Il partito avverte giustamente che è impossibile comprendere la tragedia di Marikana senza considerare il modo con cui i grandi gruppi minerari, che fanno man bassa di più dell’80% delle risorse mondiali di platino, hanno suscitato la povertà delle comunità, fonte di disperazione e di divisione strumentalizzabili. Ma la richiesta di messa fuori legge dell’AMCU da parte di alcuni esponenti del partito e la difesa acritica dell’asse tra Cosatu (sindacato), Anc e Sacp suona come una rimozione dei grandi problemi e delle questioni irrisolte con cui il paese deve confrontarsi. Che le multinazionali cerchino di sfruttare le contraddizioni generate dalla situazione è ovvio. Ma è anche evidente che una maggiore indipendenza del sindacato rispetto al governo e dalle compatibilità dettate dall’alleanza con l’Anc potrebbero portare ad un aumento del ruolo dei settori critici senza mettere in discussione la stessa alleanza.

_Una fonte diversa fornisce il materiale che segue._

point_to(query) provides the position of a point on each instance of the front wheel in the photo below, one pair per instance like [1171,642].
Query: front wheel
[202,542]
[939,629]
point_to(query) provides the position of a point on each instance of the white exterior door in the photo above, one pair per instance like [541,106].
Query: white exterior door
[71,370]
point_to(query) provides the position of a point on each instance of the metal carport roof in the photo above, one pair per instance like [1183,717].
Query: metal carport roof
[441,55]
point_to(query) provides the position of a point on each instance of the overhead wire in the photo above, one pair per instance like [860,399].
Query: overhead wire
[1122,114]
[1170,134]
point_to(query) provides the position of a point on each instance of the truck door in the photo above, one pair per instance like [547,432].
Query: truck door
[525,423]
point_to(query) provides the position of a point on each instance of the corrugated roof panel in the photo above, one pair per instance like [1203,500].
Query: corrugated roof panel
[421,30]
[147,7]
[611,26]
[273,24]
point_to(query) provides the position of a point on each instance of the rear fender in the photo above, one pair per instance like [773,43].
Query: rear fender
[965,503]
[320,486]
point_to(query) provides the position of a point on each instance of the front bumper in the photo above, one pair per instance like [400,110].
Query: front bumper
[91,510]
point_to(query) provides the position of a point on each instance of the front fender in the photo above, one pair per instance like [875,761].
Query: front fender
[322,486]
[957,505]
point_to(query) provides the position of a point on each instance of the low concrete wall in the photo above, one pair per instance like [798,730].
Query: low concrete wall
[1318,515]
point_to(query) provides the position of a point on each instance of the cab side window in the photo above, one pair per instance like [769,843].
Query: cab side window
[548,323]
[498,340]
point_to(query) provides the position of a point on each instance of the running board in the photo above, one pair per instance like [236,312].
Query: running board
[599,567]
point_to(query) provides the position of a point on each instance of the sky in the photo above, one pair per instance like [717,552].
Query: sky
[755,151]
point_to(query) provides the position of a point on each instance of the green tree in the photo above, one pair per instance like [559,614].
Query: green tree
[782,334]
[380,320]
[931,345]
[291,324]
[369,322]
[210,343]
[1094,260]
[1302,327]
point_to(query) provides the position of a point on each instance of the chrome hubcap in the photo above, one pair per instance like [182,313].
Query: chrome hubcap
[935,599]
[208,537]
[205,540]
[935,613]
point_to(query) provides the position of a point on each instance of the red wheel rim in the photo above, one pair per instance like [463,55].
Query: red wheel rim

Ieri il Comitato esecutivo del partito che governa il Sudafrica dalla fine del regime razzista si è riunito per discutere di Marikana e delle sue possibili conseguenze politiche e sindacali. La questione delle miniere e più in generale quella delle tensioni sociali nelle baraccopoli potrebbero essere centrali anche a dicembre, quando l’African National Congress dovrà decidere se candidare ancora alla presidenza del paese Jacob Zuma. Negli ultimi mesi il platino è passato da 2000 a 400 dollari l’oncia, il che rende assai probabile una politica di disinvestimento da parte delle multinazionali straniere – soprattutto britanniche – con un’ondata di licenziamenti nelle miniere che renderanno la situazione anche più incandescente.

Prendendo spunto dal conflitto di Marikana e dallo scontento di un settore sempre più ampio dell’opinione pubblica, i dirigenti dell’organizzazione giovanile dell’Anc nei giorni scorsi si sono pronunciati a favore della nazionalizzazione di alcuni comparti del settore minerario, criticando implicitamente l’immobilismo del loro stesso partito e del governo di Zuma sulle grandi questioni irrisolte in un Sudafrica che dal punto di vista sociale ed economico non è poi molto cambiato dai tempi del regime segregazionista. Qualche imprenditore nero si è unito ad una elite ancora sostanzialmente bianca, ma la maggioranza della popolazione continua a vivere in condizioni tremende e negli ultimi anni l’esplosione della criminalità e la diffusione del virus dell’Hiv sono diventate vere e proprie emergenze ingestibili.